Un style contemporain semble naturel pour des cultes évangéliques qui se caractérisent plutôt par une volonté d’adaptation à la culture populaire que par le maintien d’une tradition ecclésiale. Cependant, la question s’est toujours posée : la musique populaire peut-elle traduire de façon adéquate l’adoration de Dieu ? Calvin recommande de faire attention à ce que le chant ne soit pas léger et instable : « Il y a ainsi une grande différence entre la musique qui se pratique pour réjouir les gens à table et chez eux, et les psaumes qui se chantent dans une Église…»1.
Il est donc important de « filtrer » la musique populaire de ces valeurs et connotations inadaptées. Nous ne voulons pas « importer » avec le style de musique le côté performance et l’individualisme de la Star Ac’ (ou du karaoké) ! Et résistons à la tendance chant-spectacle où l’assemblée ne fait que chantonner les refrains de chants interprétés « sur scène ». Nous cherchons des chants que tous peuvent chanter, ensemble !

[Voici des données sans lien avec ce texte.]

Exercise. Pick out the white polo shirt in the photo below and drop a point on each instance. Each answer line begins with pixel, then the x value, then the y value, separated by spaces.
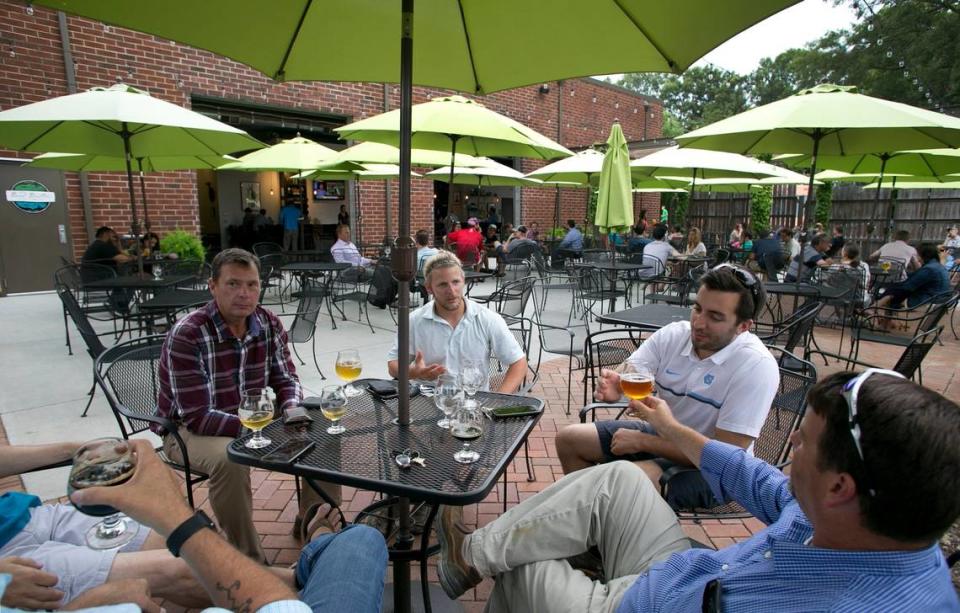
pixel 731 390
pixel 481 333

Et la tradition ? Il n’y a pas un seul style de musique qu’apprécient nos contemporains. Certains cherchent autre chose qu’une ambiance « centre commercial ». Quelque chose qui rime avec sens, culture, histoire, spiritualité. Enrichir nos cultes de cet héritage de la foi qui nous vient des siècles précédents de façon intelligente et intelligible me semble une manière de s’ouvrir à l’avenir !

Par Katie Badie,
pasteur de l’EEL de Paris-Alésia


1 Jean Calvin, Opera Selecta II cité par Ermanno Genre, Le culte chrétien – une perspective protestante, Labor et Fides 2008, p.74.